En somme, il préconise de tenir des consultations les plus larges possibles en vue d’un Congrès national lors duquel seront définies la nature, les modalités et la durée du changement préconisé.
« Le président est une donne importante, lui et ce qu’il représente, pour le changement. Cependant, il ne revient pas à lui de proposer ou de dicter le changement », dit-il.
Mehri précise que sa démarche « n’est pas une affaire d’entente entre des personnes bien déterminées » et infirme avoir négocié quoique ce soit avec le président.
Mehri révèle que sa lettre n’a toujours pas reçu de réponse : « Jusqu’ici, il n’y a aucun signe évident pour répondre au contenu de la lettre. Lorsqu’il y aura une réponse, j’aviserai. Ce ne peut pas se faire en cercle restreint et en catimini.»
La publication de cette lettre ainsi que le soutien d’Ait Ahmed ont ouvert la voix à des analyses accréditant la thèse d’un pacte politique entre Merhi, le FFS et le président Bouteflika. Qu’en est-il au juste ?
« C’est une analyse fausse, explique Mehri. Ni moi, ni Ait Ahmed ne pouvons sauver le système. Si on se met de son coté, au contraire, on sombrera avec lui. »
Quid de la proposition en vogue et qui veut que le DRS (Département de la recherche et de la sécurité), la police politique, soit dissous ou reconverti dans ses missions ?
« Je ne m’inscris pas dans cette vision des choses. La question sera tranchée dans le cadre d’une vision globale. Ce qui est posé aujourd’hui est la révision de la constitution», répond l’orateur.
Autrement dit, c’est une révision de la loi fondamentale qui déterminerait et délimiterait les prérogatives et les missions des institutions.
Mehri fait remarquer, au demeurant, que le système actuel agit en dehors de la constitution et des lois. « Le problème est que les pratiques sont en partie plus importantes que les lois », affirme-t-il.
A-t-il pris des contacts pour faire aboutir sa démarche ? Mehri avoue que son initiative politique n’a pas suscité, pour l’heure, un large impact. « J’ai pris connaissance de nombreux avis personnels. Seulement il n’y a concrètement aucune coordination pratique. De plus, je n’ai pas de proposition arrêtée pour le changement», précise-t-il
Abdelhamid Mehri qui dirigeait le FLN au moment de la révolte d’octobre 1988 qui a mis un terme au règne du parti unique se dit convaincu qu’un changement du personnel politique ne garantit pas la fin d’un système.

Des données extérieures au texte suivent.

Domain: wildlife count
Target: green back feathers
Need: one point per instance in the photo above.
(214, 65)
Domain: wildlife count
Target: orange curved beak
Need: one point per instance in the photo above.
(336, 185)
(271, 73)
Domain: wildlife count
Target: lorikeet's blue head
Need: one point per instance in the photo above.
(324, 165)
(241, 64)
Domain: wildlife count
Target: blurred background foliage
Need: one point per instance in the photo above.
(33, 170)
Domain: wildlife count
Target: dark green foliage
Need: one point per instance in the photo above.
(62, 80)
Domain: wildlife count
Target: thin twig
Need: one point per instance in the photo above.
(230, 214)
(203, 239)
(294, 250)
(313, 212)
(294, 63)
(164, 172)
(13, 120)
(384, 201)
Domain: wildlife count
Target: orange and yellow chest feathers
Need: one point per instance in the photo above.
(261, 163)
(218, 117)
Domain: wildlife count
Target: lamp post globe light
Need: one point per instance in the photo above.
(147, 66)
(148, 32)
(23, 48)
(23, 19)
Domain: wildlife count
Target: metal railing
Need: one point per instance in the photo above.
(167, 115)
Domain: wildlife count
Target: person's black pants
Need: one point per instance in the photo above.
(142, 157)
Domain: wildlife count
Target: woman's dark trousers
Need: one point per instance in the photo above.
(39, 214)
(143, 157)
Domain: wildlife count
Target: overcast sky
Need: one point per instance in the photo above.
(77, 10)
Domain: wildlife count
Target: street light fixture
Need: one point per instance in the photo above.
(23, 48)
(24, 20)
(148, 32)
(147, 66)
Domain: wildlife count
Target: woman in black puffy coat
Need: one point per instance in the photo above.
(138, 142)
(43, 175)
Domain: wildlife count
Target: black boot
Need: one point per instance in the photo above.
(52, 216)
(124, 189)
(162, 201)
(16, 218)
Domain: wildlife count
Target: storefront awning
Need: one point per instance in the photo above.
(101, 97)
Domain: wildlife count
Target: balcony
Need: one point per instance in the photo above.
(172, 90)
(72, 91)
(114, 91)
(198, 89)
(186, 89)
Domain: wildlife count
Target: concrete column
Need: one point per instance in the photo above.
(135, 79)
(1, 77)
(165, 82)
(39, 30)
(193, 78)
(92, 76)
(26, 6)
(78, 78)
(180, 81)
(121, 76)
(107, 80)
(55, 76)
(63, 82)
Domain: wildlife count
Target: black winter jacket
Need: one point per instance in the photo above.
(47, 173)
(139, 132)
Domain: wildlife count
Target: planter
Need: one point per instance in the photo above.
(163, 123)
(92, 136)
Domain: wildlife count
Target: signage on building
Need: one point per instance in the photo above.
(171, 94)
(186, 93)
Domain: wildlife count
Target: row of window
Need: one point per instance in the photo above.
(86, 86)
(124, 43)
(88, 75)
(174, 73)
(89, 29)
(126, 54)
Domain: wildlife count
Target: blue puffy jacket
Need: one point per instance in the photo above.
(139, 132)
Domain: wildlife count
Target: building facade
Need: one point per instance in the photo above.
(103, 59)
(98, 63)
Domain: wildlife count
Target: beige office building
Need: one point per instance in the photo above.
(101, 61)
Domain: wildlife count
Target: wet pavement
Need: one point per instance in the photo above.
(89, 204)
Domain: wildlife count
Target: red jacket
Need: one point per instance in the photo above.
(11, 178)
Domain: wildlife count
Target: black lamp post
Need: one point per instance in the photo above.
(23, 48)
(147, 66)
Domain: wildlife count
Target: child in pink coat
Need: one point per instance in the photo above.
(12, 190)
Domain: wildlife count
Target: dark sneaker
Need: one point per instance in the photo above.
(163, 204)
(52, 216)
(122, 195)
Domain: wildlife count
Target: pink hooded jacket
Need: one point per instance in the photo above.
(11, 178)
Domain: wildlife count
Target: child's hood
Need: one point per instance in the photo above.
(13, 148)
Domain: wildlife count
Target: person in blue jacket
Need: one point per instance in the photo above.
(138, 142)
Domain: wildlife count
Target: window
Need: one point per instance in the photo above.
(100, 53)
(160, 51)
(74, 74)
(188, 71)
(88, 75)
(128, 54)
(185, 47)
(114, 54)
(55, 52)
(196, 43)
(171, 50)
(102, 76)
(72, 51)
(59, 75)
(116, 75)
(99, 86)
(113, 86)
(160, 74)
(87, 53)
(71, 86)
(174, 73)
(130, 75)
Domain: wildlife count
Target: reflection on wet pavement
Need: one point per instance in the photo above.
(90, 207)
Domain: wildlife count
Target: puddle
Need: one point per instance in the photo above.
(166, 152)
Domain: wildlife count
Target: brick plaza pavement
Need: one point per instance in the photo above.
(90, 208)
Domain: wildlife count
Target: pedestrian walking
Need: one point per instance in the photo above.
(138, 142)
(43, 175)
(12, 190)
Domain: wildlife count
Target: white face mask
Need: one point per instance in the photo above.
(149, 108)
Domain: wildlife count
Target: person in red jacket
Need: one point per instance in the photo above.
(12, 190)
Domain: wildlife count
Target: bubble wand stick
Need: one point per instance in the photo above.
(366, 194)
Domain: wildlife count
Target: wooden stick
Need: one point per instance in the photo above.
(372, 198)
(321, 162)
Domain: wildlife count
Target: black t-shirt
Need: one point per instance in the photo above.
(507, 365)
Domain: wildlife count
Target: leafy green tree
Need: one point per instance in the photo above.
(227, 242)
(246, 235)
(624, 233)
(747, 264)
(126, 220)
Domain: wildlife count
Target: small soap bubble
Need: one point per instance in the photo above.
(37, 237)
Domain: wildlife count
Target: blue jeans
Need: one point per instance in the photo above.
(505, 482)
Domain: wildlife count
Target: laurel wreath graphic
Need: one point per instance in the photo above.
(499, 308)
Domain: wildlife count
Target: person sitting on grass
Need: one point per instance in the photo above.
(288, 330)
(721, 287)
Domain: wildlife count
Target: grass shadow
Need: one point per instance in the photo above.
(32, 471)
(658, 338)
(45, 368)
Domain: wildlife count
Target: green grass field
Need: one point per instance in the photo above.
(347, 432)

Il a a cité en exemple l’option retenue par le comité central du FLN au lendemain d’octobre 1988 d’éjecter le président Chadli de sa place. « Ça été fait, mais le changement n’est pour autant pas intervenu», admet-il.
Interrogé sur la proposition du parti islamiste MSP, membre de l’alliance présidentielle, qui revendique « un changement du système », Mehri affirme y lire une acceptation par le pouvoir de l’idée de changement.
Que répond-il à ceux qui lui rappellent qu’Abdelhamid Mehri reste après tout un enfant du système ? « Il est difficile de trouver des Algériens qui n’ont pas été avec le système d’une manière ou d’une autre, tranche-t-il. Même ceux qui ce sont tus ont participé en cautionnant par leur silence.»